Avant de partir à la redécouverte de Petite amie, j’aimerais ici partager mes impressions sur les prestations scéniques d’Armanet. J’ai eu un aperçu de son potentiel lorsqu’elle s’est produite au concert de rentrée 2017 de Dijon, avant d’avoir la chance d’être présent pour son passage au Transbordeur en mars dernier. J’étais mitigé au retour de sa prestation de Dijon, mais on ne peut pas dire que les conditions étaient favorables : comment réellement séduire un public qui est venu écouter Catherine Ringer et (peut-être surtout) Lorenzo ? Armanet a tenté de répondre à cette question en en faisant trop, ce qui ne faisait pas honneur à ses morceaux, pourtant extrêmement maîtrisés. Certes, il y a quelque chose d’éminemment charmant à entendre “I Feel It Coming”, le revirement romantique de The Weeknd, crooner habituellement plus connu pour son hédonisme et sa violence, transformé en ode doucereuse à la sensualité, mais je n’étais tout de même pas convaincu. Au Transbordeur, c’était une toute autre histoire. Quelque part, Armanet est toujours en représentation, vedette incontestée au milieu de ses musiciens appliqués et discrets. Drôle, chaleureuse, elle parvient à imposer son espace-temps, tout en gardant une certaine distance, rendant à ses chansons toute leur dimension fantasmatique. Un concert de Juliette Armanet, c’est une échappatoire fédératrice, où auditrices et auditeurs semblent communier autour des mots d’amour réconfortants de l’interprète. C’est assez habile de sa part d’évacuer les morceaux les plus désespérés de son répertoire en début de concert, comme pour conjurer la douleur et guider le public vers une certaine félicité. La sortie de scène et le retour à la morne réalité au son du “Goodbye Stranger” de Supertramp n’en sont que plus frappants de mélancolie.

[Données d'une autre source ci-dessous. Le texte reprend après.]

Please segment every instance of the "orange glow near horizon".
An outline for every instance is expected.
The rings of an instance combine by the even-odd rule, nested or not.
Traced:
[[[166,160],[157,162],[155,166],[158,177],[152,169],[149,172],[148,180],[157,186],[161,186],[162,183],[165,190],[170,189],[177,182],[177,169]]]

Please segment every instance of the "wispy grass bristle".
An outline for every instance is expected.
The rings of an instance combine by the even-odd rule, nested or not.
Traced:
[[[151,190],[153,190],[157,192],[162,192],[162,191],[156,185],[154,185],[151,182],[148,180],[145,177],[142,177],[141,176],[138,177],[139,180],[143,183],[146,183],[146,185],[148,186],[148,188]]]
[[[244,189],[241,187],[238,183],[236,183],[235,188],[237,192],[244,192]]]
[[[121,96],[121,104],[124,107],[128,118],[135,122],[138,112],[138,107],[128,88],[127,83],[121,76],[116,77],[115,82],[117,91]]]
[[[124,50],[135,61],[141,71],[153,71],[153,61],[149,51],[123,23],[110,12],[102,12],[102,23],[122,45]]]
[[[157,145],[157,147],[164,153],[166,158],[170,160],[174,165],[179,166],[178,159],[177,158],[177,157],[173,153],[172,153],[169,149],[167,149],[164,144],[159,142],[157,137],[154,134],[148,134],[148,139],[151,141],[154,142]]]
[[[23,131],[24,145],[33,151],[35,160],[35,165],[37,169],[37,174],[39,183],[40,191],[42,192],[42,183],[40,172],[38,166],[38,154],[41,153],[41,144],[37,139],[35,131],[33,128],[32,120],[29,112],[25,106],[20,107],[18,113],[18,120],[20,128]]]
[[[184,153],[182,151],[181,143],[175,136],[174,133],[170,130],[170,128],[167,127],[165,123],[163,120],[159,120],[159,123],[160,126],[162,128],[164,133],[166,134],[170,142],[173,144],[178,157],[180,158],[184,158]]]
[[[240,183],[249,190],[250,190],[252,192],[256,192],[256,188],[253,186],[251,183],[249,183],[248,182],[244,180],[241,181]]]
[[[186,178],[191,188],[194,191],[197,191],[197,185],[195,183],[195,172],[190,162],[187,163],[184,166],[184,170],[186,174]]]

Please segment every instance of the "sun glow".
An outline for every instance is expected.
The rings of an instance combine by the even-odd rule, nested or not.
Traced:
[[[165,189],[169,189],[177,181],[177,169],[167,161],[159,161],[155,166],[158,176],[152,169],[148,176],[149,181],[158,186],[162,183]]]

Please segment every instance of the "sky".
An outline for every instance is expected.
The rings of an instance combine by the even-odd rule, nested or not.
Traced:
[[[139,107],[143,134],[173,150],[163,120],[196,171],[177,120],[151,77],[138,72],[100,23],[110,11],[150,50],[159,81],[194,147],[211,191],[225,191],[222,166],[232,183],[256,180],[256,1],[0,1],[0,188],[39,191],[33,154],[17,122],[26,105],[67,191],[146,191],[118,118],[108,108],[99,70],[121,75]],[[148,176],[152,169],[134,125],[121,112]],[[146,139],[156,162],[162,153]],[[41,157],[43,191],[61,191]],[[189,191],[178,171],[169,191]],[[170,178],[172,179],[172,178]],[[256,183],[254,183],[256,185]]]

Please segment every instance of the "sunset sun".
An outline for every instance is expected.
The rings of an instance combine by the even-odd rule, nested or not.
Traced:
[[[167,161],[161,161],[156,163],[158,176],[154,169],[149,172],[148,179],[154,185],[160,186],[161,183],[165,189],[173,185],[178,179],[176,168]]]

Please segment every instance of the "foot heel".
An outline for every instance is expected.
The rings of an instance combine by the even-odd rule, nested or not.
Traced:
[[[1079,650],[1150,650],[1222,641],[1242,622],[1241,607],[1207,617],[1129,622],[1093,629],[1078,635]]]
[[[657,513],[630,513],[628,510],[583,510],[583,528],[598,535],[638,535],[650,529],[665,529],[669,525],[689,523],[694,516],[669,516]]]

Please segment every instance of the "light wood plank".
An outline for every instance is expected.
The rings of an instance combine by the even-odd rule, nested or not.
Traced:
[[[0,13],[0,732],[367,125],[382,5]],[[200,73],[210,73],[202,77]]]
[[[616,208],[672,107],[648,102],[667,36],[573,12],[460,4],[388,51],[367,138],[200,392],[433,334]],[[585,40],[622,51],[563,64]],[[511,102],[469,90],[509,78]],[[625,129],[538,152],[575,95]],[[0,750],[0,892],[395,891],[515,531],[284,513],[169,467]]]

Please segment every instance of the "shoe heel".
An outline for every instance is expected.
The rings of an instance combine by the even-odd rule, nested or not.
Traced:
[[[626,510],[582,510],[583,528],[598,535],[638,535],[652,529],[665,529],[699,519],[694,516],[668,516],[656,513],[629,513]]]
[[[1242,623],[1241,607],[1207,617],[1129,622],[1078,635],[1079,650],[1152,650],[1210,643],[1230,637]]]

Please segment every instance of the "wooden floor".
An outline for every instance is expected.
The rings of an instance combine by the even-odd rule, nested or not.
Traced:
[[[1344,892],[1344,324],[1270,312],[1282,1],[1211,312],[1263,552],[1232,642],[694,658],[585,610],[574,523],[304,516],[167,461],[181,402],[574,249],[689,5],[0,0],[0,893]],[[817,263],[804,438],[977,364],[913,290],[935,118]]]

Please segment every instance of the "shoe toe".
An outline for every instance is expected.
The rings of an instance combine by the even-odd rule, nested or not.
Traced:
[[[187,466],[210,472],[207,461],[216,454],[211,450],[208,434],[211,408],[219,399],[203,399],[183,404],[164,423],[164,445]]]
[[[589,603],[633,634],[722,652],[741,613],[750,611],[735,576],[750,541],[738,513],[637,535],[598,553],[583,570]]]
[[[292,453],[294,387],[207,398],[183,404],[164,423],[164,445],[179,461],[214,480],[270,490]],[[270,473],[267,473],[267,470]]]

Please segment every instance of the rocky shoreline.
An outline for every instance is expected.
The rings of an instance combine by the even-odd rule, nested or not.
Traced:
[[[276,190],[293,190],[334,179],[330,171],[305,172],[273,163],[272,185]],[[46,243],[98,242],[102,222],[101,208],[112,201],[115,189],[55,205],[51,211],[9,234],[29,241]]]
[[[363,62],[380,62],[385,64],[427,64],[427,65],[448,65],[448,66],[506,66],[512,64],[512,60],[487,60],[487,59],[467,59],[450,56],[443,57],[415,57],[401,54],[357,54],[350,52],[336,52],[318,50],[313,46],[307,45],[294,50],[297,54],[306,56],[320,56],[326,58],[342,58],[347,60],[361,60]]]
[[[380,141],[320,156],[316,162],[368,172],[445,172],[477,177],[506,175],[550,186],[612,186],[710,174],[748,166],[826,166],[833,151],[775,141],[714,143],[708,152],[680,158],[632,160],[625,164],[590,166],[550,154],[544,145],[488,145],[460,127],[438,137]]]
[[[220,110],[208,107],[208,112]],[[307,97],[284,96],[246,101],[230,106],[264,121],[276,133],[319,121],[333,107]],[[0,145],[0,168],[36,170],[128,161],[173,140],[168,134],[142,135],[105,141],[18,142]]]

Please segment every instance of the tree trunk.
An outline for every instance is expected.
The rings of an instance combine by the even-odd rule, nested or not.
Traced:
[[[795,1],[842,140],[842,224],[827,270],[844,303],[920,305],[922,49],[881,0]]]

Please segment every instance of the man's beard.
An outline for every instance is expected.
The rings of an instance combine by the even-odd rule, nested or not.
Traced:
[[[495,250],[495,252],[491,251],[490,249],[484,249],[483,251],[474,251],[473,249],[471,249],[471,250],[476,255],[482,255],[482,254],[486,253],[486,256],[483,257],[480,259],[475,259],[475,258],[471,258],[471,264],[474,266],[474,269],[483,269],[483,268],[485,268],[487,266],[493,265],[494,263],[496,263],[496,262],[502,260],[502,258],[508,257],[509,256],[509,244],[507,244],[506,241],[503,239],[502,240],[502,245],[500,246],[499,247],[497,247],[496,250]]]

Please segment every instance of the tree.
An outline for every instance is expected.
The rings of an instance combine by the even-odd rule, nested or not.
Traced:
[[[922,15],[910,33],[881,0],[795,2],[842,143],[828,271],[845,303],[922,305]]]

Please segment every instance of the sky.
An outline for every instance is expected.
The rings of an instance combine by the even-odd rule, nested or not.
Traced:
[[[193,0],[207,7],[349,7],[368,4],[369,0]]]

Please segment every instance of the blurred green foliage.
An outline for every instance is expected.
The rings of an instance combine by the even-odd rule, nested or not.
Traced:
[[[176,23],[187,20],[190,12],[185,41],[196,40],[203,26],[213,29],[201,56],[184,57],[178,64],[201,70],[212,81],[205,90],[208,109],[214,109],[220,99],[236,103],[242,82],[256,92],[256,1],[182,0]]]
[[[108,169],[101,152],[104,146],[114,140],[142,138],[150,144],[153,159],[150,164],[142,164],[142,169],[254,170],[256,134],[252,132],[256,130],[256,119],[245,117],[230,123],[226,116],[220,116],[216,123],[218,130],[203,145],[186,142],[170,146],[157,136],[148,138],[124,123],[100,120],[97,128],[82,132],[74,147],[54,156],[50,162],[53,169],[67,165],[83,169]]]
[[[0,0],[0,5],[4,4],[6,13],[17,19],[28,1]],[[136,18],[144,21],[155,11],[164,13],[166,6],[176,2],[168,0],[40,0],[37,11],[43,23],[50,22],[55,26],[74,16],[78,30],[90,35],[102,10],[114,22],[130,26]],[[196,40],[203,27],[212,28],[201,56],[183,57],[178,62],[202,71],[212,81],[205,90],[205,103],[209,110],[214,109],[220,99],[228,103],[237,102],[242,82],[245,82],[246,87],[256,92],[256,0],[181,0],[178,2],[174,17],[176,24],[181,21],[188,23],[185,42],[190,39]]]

Ce dernier choix, pourtant parfaitement anecdotique, évoque d’ores et déjà les influences auxquelles on renvoie constamment Armanet. Il est difficile de parler de son travail sans s’arrêter un minimum sur ce vrai-faux problème de la nostalgie. On ne peut pas nier le riche impact qu’a dû avoir la variété française et la pop anglo-américaine des années 70 et 80 sur la construction de l’identité musicale de l’autrice-compositrice. Cependant, réfuter les caractéristiques propres des chansons de Petite amie, et faire de son succès un simple symptôme de plus de notre tendance culturelle à régurgiter le passé, me parait une impasse également. J’entends, dans son disque, le travail d’une artiste qui a su digérer aussi bien la musique populaire de la génération de ses parents, que les œuvres les plus illustres de la French Touch, de Daft Punk à Air en passant par Sébastien Tellier, pour en tirer une vraie modernité de ton et d’esprit. Bien que la presse tente par tous les moyens de faire d’Armanet une nouvelle icône, une héritière porteuse de beaucoup trop d’espoirs pour les épaules d’une seule personne, on est en droit de voir dans son œuvre un projet beaucoup plus modeste. Elle semble concevoir ses chansons comme autant de déclinaisons de sa vision douce-amère de l’amour, qu’elle transmet avec urgence comme si elle ne pouvait rien faire d’autre. Si j’ai autant insisté sur ce qui m’a semblé émaner de ses concerts, c’est parce que je suis persuadé qu’au moins une partie de son public ne s’y trompe pas. J’écoute Armanet parce que ses chansons m’émeuvent, parce que ses maniérismes vocaux et sa poésie lyrique, certes parfois ampoulée, me redonnent le droit de croire à un idéal romantique tour à tour échevelé et onirique, tout en me forçant à admettre la vérité lorsque nécessaire. Peut-être doit-elle son succès à son image savamment orchestrée, à la sensualité exacerbée, bien que subtile, de ses performances, ou encore à sa surmédiatisation. Cela n’enlève rien à la profonde affection que j’ai, et que sans doute beaucoup ont, pour son disque. Armanet ne sauvera pas la variété française – qui d’ailleurs n’en a pas vraiment besoin –, peut-être même ne fera-t-elle pas long feu dans cette industrie, mais j’ose espérer que les chansons resteront.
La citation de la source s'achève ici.